Economic Crisis and the Dawn of the GRC Era for XBRL
Written by Lane Leskela Posted on November 13, 2008
Lane Leskela, PCM, MIA, is the Vice President of Technology Programs at The Open Compliance & Ethics Group (OCEG). Lane is responsible for managing OCEG’s Technology Council Programs, including the GRC Blueprint®, GRC Roadmap®, and GRC-XML® Provisional Jurisdiction of XBRL International. OCEG is a 15,000-member global nonprofit focused on guidance, standards, benchmarks, and tools for integrating governance, risk, and compliance (GRC) processes.
The current economic environment is crying out for sustainable technology standards at the core of information governance. Profound losses in the financial markets were the result of weak governance, failing risk management, and little regard for the consequences. The time has come for the methods needed to identify and manage risks, ensure oversight, and enforce corporate policies and procedures to exploit XBRL. In this extremely challenging economic climate, OCEG foresees increased demand to leverage the expanding taxonomy for financial reporting purposes to meeting the challenges of operational risk and compliance management as part of the natural evolution of XBRL.
OCEG sees the inevitable combination of people skills, business practices, and information technology necessary to improve governance, risk, and compliance management, not as ends in themselves, but as serving the organizational necessity of Principled Performance®. Principled Performance centers on bringing the mandated requirements (regulatory, legal, and contractual) for an organization’s operations together with the voluntary commitments (business practices, customer expectations, service levels) that help focus the organization on internally and externally directed improvement.
The complete portfolio of processes directly related to GRC include organizational and IT governance, business strategy, all levels of risk management, quality management, financial and IT audit, legal obligations, security, compliance monitoring and reporting, social responsibility, and ethical culture. Synchronized planning and communication between multiple business departments, decision-makers, business partners, suppliers, and customers is the key to successfully leveraging GRC across an extended enterprise of any size and shape.

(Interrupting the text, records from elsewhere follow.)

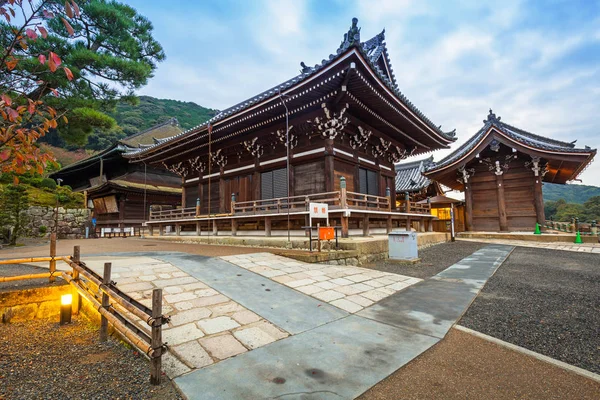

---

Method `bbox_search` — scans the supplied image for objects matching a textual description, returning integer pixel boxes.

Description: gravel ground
[0,318,181,400]
[0,264,67,292]
[460,247,600,373]
[358,329,600,400]
[365,241,487,279]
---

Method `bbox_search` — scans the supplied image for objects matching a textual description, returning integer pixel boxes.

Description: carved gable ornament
[350,126,373,149]
[307,103,350,139]
[242,137,265,158]
[163,162,189,178]
[271,125,298,150]
[211,149,227,168]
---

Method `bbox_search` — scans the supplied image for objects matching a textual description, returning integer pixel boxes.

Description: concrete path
[175,245,512,399]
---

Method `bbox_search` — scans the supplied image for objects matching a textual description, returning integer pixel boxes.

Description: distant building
[425,110,596,232]
[50,118,181,229]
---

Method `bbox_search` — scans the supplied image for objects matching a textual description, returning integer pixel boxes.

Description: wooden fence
[0,233,169,385]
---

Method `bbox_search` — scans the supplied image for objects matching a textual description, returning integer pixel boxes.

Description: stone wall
[25,207,90,239]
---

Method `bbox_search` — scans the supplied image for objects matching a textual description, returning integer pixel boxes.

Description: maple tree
[0,0,80,179]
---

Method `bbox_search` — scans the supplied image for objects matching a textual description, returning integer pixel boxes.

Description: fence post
[48,232,56,283]
[71,246,81,314]
[150,289,162,385]
[100,263,112,342]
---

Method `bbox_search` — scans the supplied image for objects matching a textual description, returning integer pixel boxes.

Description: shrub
[40,178,56,190]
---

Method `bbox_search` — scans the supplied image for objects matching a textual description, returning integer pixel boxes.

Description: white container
[388,231,419,261]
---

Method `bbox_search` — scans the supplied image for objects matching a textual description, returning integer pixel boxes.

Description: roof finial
[483,108,501,124]
[338,17,360,54]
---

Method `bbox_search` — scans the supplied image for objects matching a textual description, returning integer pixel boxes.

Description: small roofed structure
[425,110,596,231]
[50,118,182,231]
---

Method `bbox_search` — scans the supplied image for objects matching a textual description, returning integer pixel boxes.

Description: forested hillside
[110,96,216,136]
[542,183,600,204]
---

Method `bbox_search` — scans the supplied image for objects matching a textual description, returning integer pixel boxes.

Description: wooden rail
[0,236,169,385]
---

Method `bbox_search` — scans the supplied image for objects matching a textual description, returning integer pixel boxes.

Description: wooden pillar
[150,289,163,385]
[48,232,56,283]
[496,175,508,232]
[71,246,81,314]
[363,214,369,236]
[100,263,112,342]
[465,182,473,231]
[533,176,546,229]
[325,139,335,192]
[181,176,187,208]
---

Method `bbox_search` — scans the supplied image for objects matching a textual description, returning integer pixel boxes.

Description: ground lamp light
[60,294,73,325]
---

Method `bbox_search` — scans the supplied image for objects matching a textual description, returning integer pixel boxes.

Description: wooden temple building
[51,118,182,234]
[125,18,455,236]
[425,110,596,232]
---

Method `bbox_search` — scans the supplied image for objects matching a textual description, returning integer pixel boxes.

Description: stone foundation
[25,206,90,239]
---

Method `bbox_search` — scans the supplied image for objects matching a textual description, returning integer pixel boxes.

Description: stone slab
[175,316,439,400]
[155,253,348,334]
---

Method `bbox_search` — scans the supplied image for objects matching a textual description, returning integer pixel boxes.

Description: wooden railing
[398,200,431,214]
[150,189,430,221]
[346,192,390,211]
[231,192,340,215]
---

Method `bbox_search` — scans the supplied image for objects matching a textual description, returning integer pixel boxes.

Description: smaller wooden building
[425,110,596,232]
[50,118,181,232]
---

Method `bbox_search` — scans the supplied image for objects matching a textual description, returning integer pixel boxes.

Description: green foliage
[544,196,600,222]
[38,178,56,190]
[543,183,600,204]
[0,184,29,245]
[111,96,217,136]
[0,0,165,146]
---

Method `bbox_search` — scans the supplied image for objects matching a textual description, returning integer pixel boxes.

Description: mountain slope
[542,183,600,204]
[111,96,217,136]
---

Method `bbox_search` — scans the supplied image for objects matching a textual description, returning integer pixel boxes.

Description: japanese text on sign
[309,203,329,218]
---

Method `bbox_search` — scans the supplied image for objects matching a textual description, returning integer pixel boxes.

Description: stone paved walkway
[175,245,512,400]
[71,256,289,378]
[458,238,600,254]
[221,253,421,313]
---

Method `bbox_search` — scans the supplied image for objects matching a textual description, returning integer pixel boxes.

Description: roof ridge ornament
[483,108,502,124]
[337,17,360,54]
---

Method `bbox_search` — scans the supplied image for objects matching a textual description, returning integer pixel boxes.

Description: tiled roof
[426,110,596,171]
[396,156,433,193]
[128,18,456,156]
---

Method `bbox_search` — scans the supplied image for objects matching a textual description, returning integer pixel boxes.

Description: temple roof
[396,156,433,193]
[126,18,456,157]
[426,109,596,172]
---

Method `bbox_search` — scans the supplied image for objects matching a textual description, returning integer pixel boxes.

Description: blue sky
[126,0,600,186]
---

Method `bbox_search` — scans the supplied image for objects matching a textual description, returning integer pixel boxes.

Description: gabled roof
[396,156,433,193]
[426,109,596,173]
[126,18,456,158]
[119,117,182,147]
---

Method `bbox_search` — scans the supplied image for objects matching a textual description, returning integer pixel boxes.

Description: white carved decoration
[271,125,298,149]
[350,126,373,149]
[188,156,206,172]
[211,149,227,167]
[163,162,189,178]
[307,103,350,139]
[371,138,392,158]
[457,165,475,184]
[242,137,265,158]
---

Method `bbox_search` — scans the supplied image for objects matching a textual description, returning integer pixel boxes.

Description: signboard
[308,203,329,226]
[308,203,329,219]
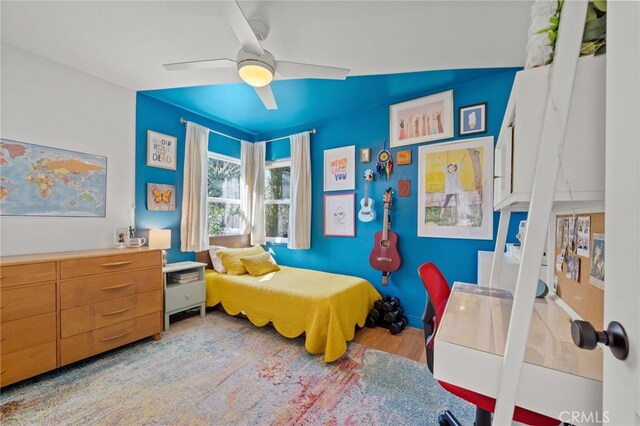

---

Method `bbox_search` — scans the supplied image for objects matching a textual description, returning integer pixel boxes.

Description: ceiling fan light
[238,61,273,87]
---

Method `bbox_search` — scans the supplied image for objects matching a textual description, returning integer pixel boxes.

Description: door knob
[571,320,629,360]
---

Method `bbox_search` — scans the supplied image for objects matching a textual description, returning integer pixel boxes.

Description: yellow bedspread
[206,266,380,362]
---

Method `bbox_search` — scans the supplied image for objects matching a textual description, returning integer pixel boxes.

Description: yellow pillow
[216,245,264,275]
[240,253,280,277]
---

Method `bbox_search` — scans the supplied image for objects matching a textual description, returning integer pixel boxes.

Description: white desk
[434,283,602,418]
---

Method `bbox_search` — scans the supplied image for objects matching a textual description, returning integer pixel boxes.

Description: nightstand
[162,262,207,330]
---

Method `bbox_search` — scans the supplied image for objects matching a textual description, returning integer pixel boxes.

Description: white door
[602,1,640,426]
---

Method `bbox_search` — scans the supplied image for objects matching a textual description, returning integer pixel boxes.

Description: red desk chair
[418,262,560,426]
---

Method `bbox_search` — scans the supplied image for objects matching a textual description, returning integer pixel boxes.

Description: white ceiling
[1,1,531,90]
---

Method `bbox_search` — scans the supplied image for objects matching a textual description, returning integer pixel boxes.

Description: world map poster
[0,139,107,217]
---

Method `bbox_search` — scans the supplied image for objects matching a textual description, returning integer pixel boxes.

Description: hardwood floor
[353,327,427,363]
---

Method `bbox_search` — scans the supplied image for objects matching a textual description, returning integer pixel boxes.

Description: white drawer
[164,281,206,313]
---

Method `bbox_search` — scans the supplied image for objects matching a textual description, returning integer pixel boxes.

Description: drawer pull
[100,330,133,342]
[102,283,133,290]
[101,260,132,267]
[100,305,134,317]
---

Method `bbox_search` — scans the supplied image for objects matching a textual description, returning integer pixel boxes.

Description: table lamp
[149,229,171,266]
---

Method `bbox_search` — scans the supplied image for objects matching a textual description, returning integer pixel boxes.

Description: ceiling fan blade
[220,0,264,55]
[276,61,351,80]
[162,58,236,71]
[254,84,278,109]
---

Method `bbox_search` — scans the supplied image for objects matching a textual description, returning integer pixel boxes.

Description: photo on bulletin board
[458,102,487,136]
[576,216,591,257]
[147,130,178,170]
[589,234,604,290]
[418,137,493,240]
[324,193,356,237]
[324,145,356,191]
[147,183,176,211]
[389,90,453,148]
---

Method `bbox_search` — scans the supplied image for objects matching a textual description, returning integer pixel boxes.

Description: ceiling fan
[163,1,350,109]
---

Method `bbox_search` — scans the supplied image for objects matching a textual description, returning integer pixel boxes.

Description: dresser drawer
[60,290,162,338]
[0,283,56,323]
[0,262,56,287]
[0,312,56,355]
[60,267,162,309]
[165,281,207,312]
[60,250,162,280]
[60,312,162,365]
[0,341,56,386]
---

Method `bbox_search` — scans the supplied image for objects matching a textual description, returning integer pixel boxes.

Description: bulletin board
[553,213,604,330]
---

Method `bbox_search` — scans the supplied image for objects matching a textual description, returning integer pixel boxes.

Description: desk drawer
[60,250,162,280]
[60,267,162,309]
[60,290,162,338]
[0,341,56,386]
[0,283,56,323]
[165,281,206,312]
[60,312,162,365]
[0,312,56,355]
[0,262,56,287]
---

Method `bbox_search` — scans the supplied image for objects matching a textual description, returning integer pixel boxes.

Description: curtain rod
[180,117,316,142]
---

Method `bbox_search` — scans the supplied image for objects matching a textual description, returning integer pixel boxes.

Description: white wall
[0,44,135,255]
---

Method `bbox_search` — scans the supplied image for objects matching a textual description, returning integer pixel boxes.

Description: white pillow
[209,246,227,274]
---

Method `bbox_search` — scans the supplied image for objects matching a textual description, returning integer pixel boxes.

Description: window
[264,159,291,243]
[207,152,242,236]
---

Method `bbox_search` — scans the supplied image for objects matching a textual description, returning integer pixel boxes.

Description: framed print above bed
[324,145,356,191]
[418,137,493,240]
[324,192,356,237]
[389,90,453,148]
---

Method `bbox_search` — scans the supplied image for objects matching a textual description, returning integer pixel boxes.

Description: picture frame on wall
[458,102,487,136]
[147,130,178,170]
[324,192,356,237]
[360,148,371,163]
[147,183,176,211]
[418,137,493,240]
[389,90,453,148]
[324,145,356,191]
[396,149,411,166]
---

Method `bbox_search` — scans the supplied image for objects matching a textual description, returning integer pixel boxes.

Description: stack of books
[167,271,198,284]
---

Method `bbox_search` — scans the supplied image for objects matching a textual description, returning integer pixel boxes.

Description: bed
[199,236,381,362]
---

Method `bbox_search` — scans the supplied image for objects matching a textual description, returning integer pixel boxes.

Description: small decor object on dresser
[389,90,453,148]
[458,102,487,136]
[147,183,176,211]
[0,139,107,217]
[147,130,178,170]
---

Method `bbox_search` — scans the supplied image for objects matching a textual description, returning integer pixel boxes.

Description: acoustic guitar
[369,188,402,286]
[358,169,376,222]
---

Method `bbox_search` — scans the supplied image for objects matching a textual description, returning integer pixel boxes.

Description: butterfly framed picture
[147,183,176,211]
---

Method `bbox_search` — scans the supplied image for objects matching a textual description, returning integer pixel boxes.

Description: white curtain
[180,122,209,251]
[251,142,267,244]
[240,141,255,234]
[287,132,311,249]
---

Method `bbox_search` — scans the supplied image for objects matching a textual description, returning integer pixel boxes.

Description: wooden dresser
[0,248,163,386]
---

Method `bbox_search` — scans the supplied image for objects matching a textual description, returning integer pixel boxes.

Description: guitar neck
[382,203,389,241]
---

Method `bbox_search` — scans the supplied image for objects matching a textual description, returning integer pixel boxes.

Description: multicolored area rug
[0,312,474,425]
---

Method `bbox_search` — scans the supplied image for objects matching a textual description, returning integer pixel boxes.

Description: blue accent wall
[135,93,253,263]
[256,70,525,327]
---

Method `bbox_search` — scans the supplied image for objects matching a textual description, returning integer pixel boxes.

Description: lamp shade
[149,229,171,250]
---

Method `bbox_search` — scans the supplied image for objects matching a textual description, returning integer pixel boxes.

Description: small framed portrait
[396,149,411,166]
[324,192,356,237]
[147,183,176,211]
[458,102,487,136]
[360,148,371,163]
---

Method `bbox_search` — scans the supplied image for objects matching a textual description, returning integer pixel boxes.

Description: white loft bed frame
[490,0,588,425]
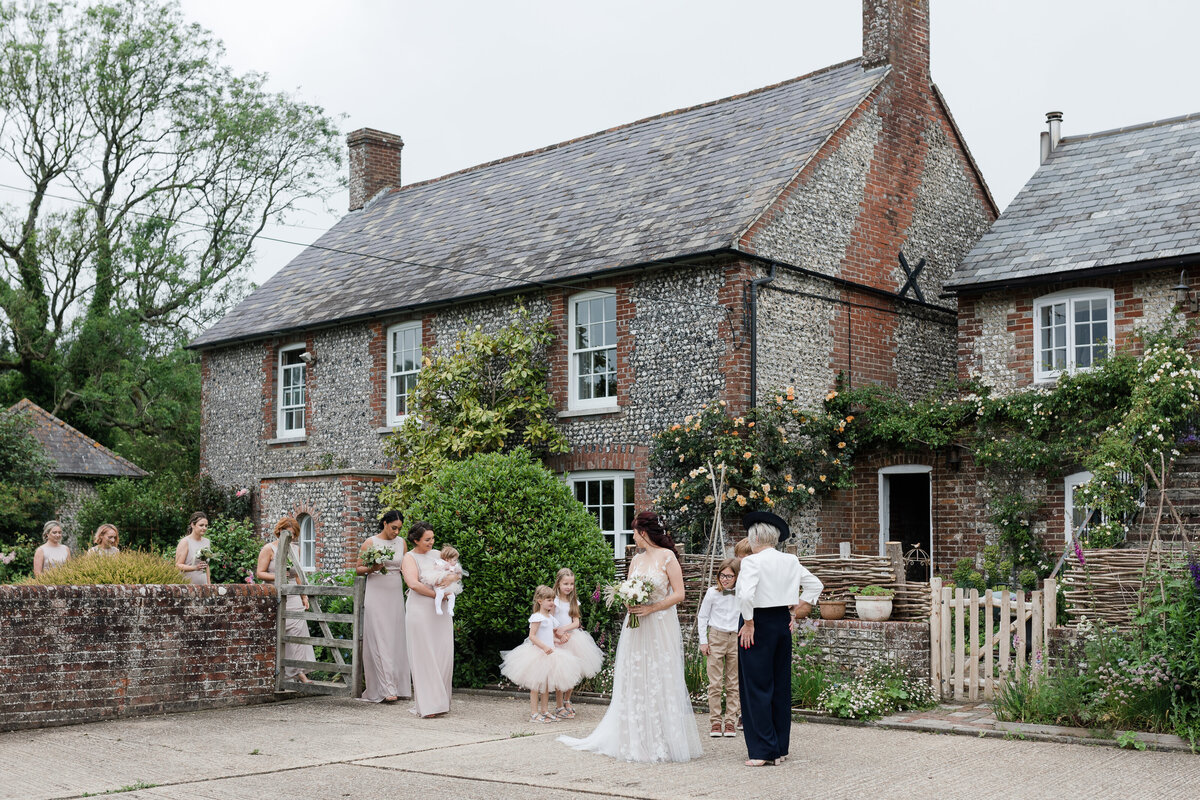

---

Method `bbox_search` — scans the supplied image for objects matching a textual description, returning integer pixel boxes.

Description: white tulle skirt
[562,627,604,678]
[500,639,583,692]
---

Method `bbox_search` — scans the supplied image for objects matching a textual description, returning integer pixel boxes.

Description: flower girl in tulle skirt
[554,566,604,720]
[500,585,582,722]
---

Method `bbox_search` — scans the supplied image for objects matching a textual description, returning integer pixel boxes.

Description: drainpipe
[750,261,775,408]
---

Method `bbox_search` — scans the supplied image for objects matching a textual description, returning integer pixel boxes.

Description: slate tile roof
[192,59,887,347]
[947,114,1200,289]
[8,399,149,477]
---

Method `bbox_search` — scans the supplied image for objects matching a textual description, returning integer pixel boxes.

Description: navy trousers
[738,606,792,760]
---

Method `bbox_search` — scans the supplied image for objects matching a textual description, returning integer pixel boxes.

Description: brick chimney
[863,0,930,86]
[346,128,404,211]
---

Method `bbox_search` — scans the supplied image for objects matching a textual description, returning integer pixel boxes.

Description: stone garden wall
[816,619,930,680]
[0,584,276,730]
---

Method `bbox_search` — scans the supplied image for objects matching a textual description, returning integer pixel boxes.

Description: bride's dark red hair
[634,511,679,559]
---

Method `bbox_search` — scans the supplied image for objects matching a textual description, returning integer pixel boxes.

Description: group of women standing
[34,511,211,583]
[356,511,454,717]
[257,511,454,717]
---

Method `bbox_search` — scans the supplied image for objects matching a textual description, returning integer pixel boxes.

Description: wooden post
[954,587,966,700]
[1009,589,1028,672]
[996,588,1013,679]
[884,542,907,587]
[967,589,979,700]
[983,589,996,700]
[942,587,954,699]
[271,529,292,692]
[929,578,942,699]
[1030,591,1045,680]
[350,575,367,697]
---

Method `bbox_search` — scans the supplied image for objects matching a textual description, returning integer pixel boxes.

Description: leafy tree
[0,413,61,578]
[0,0,341,471]
[379,306,568,509]
[408,447,613,686]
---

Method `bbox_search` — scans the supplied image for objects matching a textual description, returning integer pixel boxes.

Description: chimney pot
[346,128,404,211]
[863,0,930,86]
[1046,112,1062,150]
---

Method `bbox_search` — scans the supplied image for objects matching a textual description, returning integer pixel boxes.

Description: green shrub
[208,517,263,583]
[22,551,187,587]
[792,620,833,709]
[817,660,934,720]
[406,449,613,686]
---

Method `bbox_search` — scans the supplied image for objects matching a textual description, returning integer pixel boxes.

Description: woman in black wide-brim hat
[737,511,822,766]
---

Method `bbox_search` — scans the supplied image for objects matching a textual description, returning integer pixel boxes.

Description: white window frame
[275,342,308,439]
[563,470,636,560]
[566,289,620,411]
[878,464,937,575]
[1062,470,1104,542]
[1033,289,1114,383]
[296,513,317,572]
[386,320,422,427]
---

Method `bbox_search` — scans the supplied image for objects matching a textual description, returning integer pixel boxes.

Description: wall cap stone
[258,469,396,481]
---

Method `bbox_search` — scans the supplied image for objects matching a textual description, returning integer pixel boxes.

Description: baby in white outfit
[427,545,469,616]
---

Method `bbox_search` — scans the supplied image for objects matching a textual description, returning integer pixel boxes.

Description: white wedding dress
[558,553,703,762]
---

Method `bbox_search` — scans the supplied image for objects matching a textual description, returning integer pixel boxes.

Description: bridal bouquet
[604,578,655,627]
[359,547,396,575]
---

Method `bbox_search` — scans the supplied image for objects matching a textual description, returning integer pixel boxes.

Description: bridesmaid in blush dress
[175,511,212,585]
[34,519,71,577]
[401,522,456,717]
[354,511,413,703]
[254,517,317,684]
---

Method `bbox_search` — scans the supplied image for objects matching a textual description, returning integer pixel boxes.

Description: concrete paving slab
[7,696,1200,800]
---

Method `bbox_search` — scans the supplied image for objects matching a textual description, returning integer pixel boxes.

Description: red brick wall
[0,584,276,730]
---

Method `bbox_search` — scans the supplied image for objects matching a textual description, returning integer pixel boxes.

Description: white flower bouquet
[359,547,396,575]
[604,578,655,627]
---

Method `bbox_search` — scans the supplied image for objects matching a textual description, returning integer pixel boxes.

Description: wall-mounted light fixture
[1175,270,1200,314]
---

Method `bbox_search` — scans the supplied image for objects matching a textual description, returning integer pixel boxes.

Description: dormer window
[1033,289,1112,381]
[568,291,617,410]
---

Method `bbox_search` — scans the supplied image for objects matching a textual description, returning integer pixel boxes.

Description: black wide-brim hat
[742,511,792,542]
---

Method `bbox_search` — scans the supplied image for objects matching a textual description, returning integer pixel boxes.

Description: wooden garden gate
[274,530,366,697]
[929,578,1057,700]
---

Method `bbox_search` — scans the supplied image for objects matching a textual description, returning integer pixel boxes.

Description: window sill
[558,405,620,420]
[266,435,308,446]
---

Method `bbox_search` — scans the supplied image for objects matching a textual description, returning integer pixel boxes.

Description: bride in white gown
[558,511,702,762]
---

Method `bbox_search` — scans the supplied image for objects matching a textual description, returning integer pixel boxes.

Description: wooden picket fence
[272,530,366,697]
[929,578,1057,700]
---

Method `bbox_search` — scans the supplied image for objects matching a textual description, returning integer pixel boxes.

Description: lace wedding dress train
[558,555,703,762]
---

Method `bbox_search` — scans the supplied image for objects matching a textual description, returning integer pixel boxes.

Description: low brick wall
[816,619,930,680]
[0,584,276,730]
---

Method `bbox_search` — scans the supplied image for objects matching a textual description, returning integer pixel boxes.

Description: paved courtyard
[0,694,1200,800]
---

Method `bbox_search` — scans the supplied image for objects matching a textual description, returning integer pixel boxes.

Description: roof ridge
[8,397,149,475]
[1060,112,1200,144]
[388,56,878,199]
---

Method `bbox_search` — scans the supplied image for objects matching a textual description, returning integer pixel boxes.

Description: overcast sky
[177,0,1200,283]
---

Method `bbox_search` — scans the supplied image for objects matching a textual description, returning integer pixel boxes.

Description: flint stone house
[835,112,1200,572]
[192,0,996,569]
[8,398,149,548]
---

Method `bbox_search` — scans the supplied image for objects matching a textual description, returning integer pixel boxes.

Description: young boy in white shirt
[696,559,740,739]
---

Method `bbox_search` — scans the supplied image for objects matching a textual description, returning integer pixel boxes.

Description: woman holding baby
[401,522,458,717]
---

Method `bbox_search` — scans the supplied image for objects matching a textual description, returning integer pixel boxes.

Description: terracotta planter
[854,595,892,622]
[817,600,846,619]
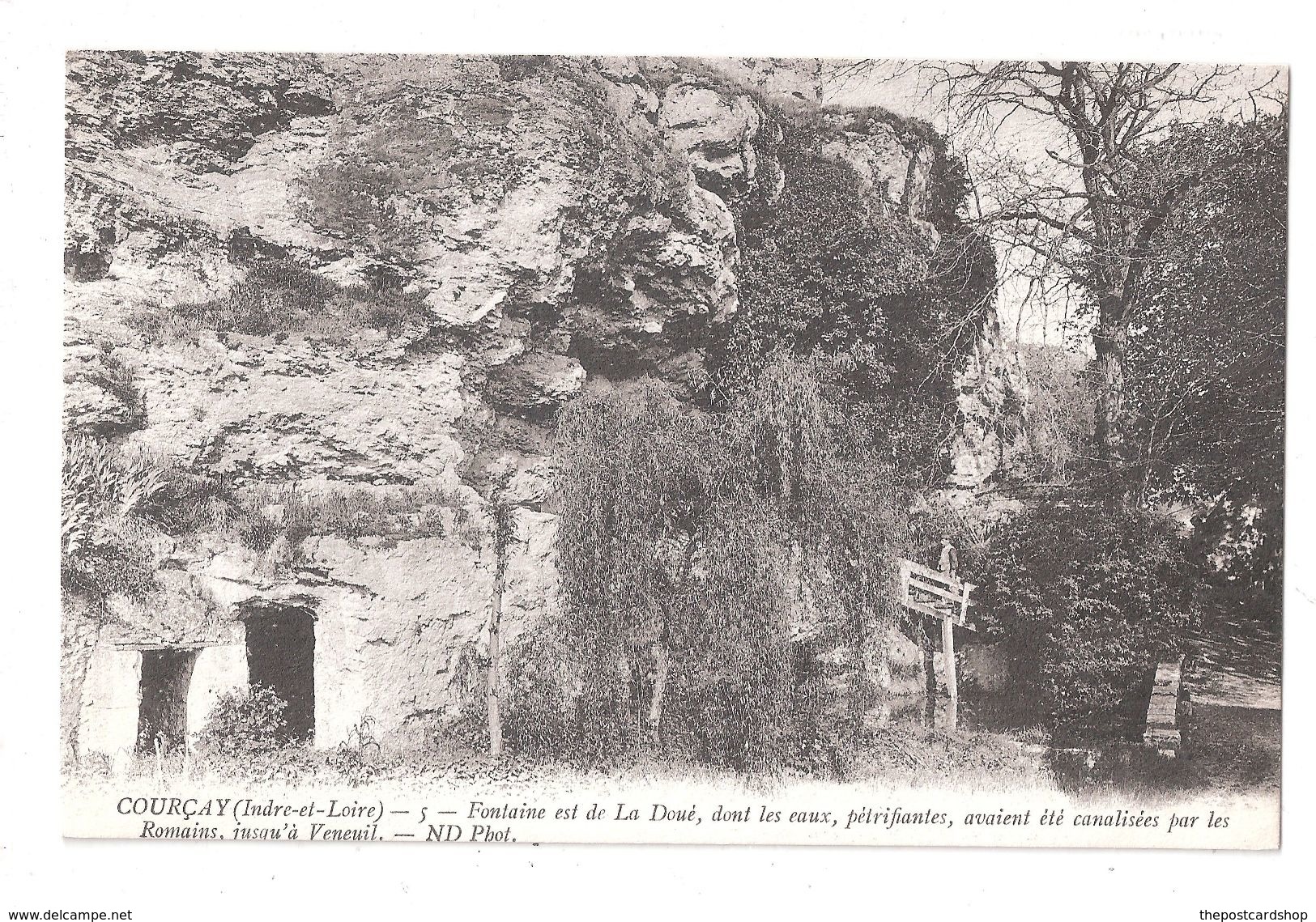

To this end, diverse organizations with broad international experience and constituents are building the basic definitions and structure that will comprise a comprehensive taxonomy for GRC XBRL. Critical work on aspects of the emerging taxonomy and messaging standards for GRC have been undertaken by organizations that include the Fujitsu Research Institute, AIIM’s StratML Work Group, and the International Standards of Accounting and Reporting (ISAR) group of the United Nations’s Council on Trade and Development (UNCTAD). Moreover, OCEG’s GRC-XML Work Group is now the Provisional Jurisdiction for this area in XBRL International.
Along with bringing together the major contributors to the emerging XBRL taxonomy for GRC, OCEG envisions stewardship for this new GRC-XML Jurisdiction over five defining domains:
1. Common Financial and Operational Risk Controls
2. Corporate Social Responsibility and Transparency Metrics
3. Issue and Incident Management Taxonomy
4. Performance Management Reporting
5. Corporate Policy and Organizational Strategy Taxonomy
The construction of XBRL standards in each domain will address information standards based on Authorities with respect to:
1. Policies and processes modeling regulatory authority guidelines for laws, rules, and regulations
2. References and translation procedures based on authority documents
3. Object definitions, elements, and specifications derived from authority documents
4. Metrics that define standardized process performance and risk indicators
As painful as the current economic environment is for most businesses and markets, the opportunity for a deeper commitment to developing GRC components for XBRL has emerged. Over the next few years, as business performance improves and economic value ultimately rises, long-term efficiencies will be supported by a more coordinated set of information standards that inherently integrate risk and compliance processes. Advancing compliance and risk management capability across markets and industries is a deeply important and global role that is now assigned to XBRL.